= Probable defeat =

Maoist theory

Probable defeat (可能失败) is a theory of the development of socialism held by Mao Zedong, holding that it is more likely that revisionism will result in the restoration of capitalism than socialism actually develop into communism.

== Background ==
Specifically arising after the De-Stalinization campaign pursued by Nikita Khrushchev, Mao pointed to what he saw as a full restoration of capitalism in the Soviet Union after the death of Joseph Stalin as evidence to how quickly socialism could be overthrown if the masses were not mobilized to fight against what Mao saw as the main root of potential capitalist restoration, the party itself. Instead of fearing the remnants of capitalist society most, Mao argued that under socialism the vanguard party could become parasitic and even declared the existence of a "bureaucratic class" that was working against the workers.
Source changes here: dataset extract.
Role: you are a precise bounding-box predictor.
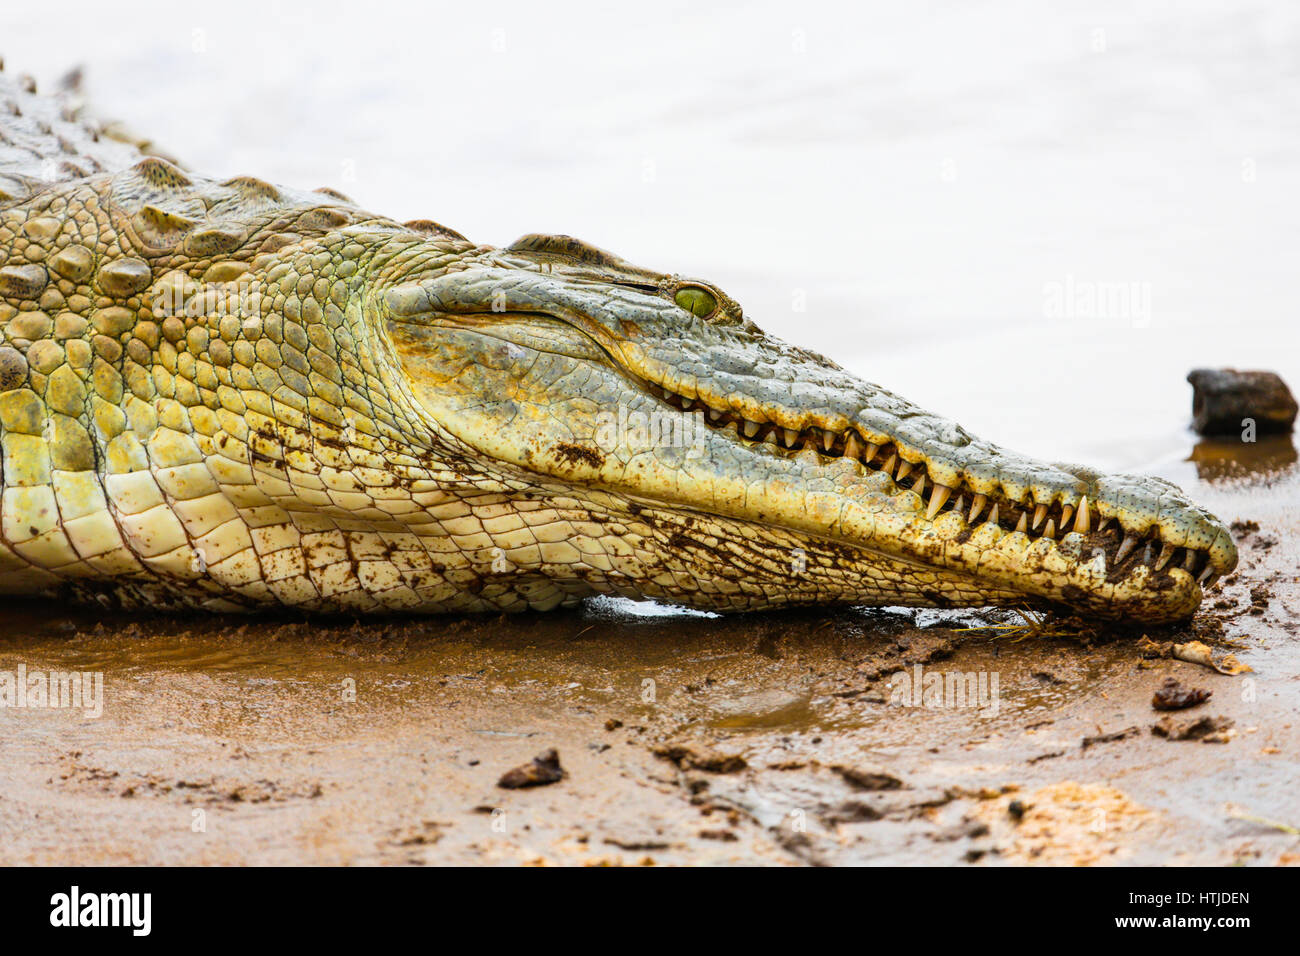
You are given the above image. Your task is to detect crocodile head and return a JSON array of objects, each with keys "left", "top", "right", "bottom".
[{"left": 378, "top": 233, "right": 1237, "bottom": 622}]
This was a key inspiration behind the Cultural Revolution launched in 1966, with the warning finding appeal in the youth of China at the time, particularly among the student Red Guards who launched criticisms of members of the Chinese Communist Party itself.

==Concept==
Unlike most adherents of historical materialism, Mao did not see socialism even as a likely development arising out of the development of capitalism. Instead, Mao claimed that "[m]ost probably revisionism will win out, and we will be defeated." The solution to this was to emphasize probable defeat, in order to keep the masses in a state of anxiety against capitalist elements. Mao told André Malraux, for example, that "[v]ictory is the mother of many illusions," referring specifically to the outcome of socialism.